E poi avevamo un surrogato niente male, che era la sua borsa, qualunque essa fosse. E questo perché la zia era una vera artista e dentro ci teneva le cose più varie ed  impensate, dal cacciavite alla radiolina, dalle forcine alle pile, dalle cassette  al nastro da pacco, dai pennarelli agli occhiali da sole. Più o meno così, in quest’ordine, cioè senza ordine, alla rinfusa, per cui era estremamente improbabile trovare le cose nel loro posto convenzionale. Molto più frequente che i pennarelli stessero nel porta occhiali, le forcine tra le pile, e via di questo passo. Con la divertentissima conseguenza di valutare le misure del possibile che, nel caso della zia, rasentavano non di rado  l’imponderabile.

E non esagero, chiunque l’abbia conosciuta può confermarlo. Insomma, per dirla tutta, non era solo il baule (o cassapanca che fosse) ad essere pieno di sorprese, e nemmeno la borsa, ma la zia stessa. Quasi fosse baule o cassapanca di per sé. Ma piuttosto direi scatola cinese. La “aprivi” a più riprese ed in più modi e ci trovavi dentro qualcos’altro. O forse, chissà, tutti gli essere umani sono un po’ fatti in questo modo, solo che con la zia la faccenda assumeva un che di estremamente evidente. E ancora mi chiedo come facesse ad assommare la stupefacente capacità di combinare gli opposti, quasi fosse la cosa più facile e naturale del mondo, tanto da riuscire pure ad essere presente, anzi presentissima, perfino da assente. Un po’ Mary Poppins, un po’ zia Mame, l’indimenticabile protagonista di D. Patrick, tornata da qualche anno – la prima edizione del testo rimonta al 1955 – ai fasti delle cronache letterarie ed al gradimento dei lettori.

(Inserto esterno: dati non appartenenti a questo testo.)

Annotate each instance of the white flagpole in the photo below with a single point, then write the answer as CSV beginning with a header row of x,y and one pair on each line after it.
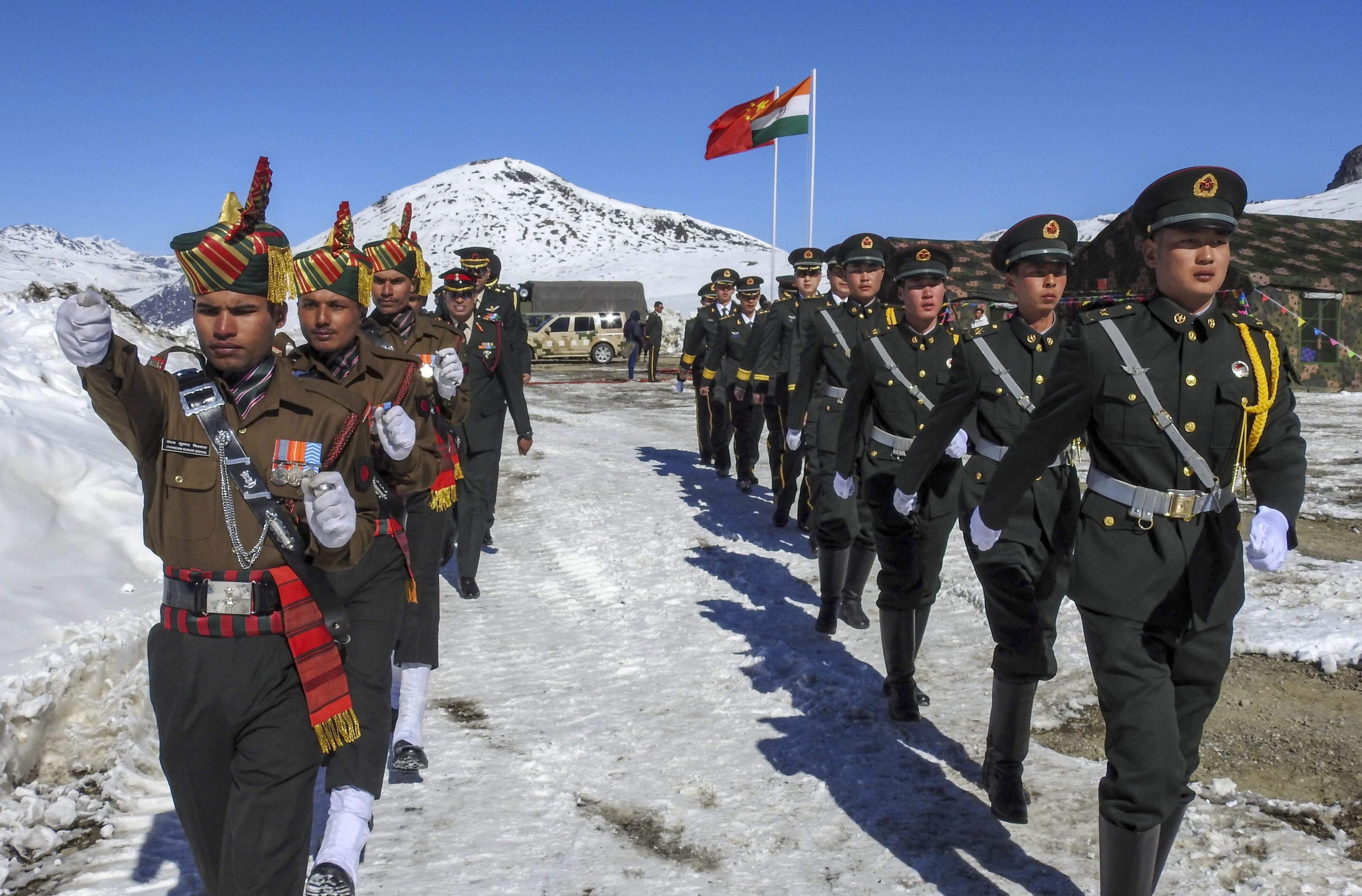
x,y
775,176
814,146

Nulla per fortuna a che vedere con un’altra, memorabile “zia” in cui mi sono da recente imbattuta grazie a Tanpinar ed al suo L’istituto per la regolazione degli orologi, datato 1954 ma riproposto qualche mese fa da Einaudi (2014), nella fluida traduzione italiana di F. Salomoni. Per la sua rappresentazione, satirica ed allegorica insieme, del contrasto sorto all’incontro del mondo turco tradizionale con l’ Occidente e  soprattutto con la modernità,  il romanzo meriterebbe una lunga trattazione a parte. Mi piace però restare al tema iniziale, soffermandomi sulla formidabile zia del protagonista (nonché voce narrante), Hayri Irdal, il quale, al capitolo 11, così ce ne narra le peripezie: «Il giorno dopo la convocazione al commissariato, morì mia zia. E proprio mentre stavano per seppellirla, dopo la preghiera del pomeriggio, resuscitò. Il duplice evento gettò la nostra famiglia nel caos più totale. E mio padre non riuscì più a riprendersi. (…) Alla fine, proprio mentre stavano calando nella fossa il feretro con il coperchio semiaperto, mia zia emerse all’improvviso dal sonno letargico che era stato confuso con la morte, spinse faticosamente da parte il coperchio, comprese subito la situazione grazie alla sua leggendaria presenza di spirito, e ordinò all’imam di Etyemez, l’unico degli astanti che conoscesse abbastanza bene: -Forza, mi porti subito a casa!- Stando a quello che raccontava Ibrahim Bey, visto che gran parte dei presenti alla sepoltura se l’era data a gambe, fu abbastanza difficile riportare il feretro da Merkezefendi fino a casa. E se non fossero riusciti a convincere quelli che non erano abbastanza terrorizzati da fuggire, sarebbe stato praticamente impossibile portare a termine l’impresa. La prima cosa che fece fu chiedere all’imam e a uno dei becchini il mantello lasciato accanto alla fossa e, dopo essersi ben coperta, diresse tutte le operazioni lì seduta, con il corpo metà dentro metà fuori da quella strana portantina. (…) Una volta arrivata in città, affamata, ordinò di comprare delle focacce nel primo negozio che avevano incontrato. Quello strano corteo funebre che tornava dall’altro mondo assaltando le pasticcerie aveva raccolto dietro di sé tutti i perdigiorno che incontrava sulla sua strada e alla fine metà della popolazione del quartiere e, quando ebbe raggiunto la casa in cui molto tempo prima mia zia era entrata come giovane sposa, si era ormai trasformato in un corteo trionfale».

Più  ziesco di così!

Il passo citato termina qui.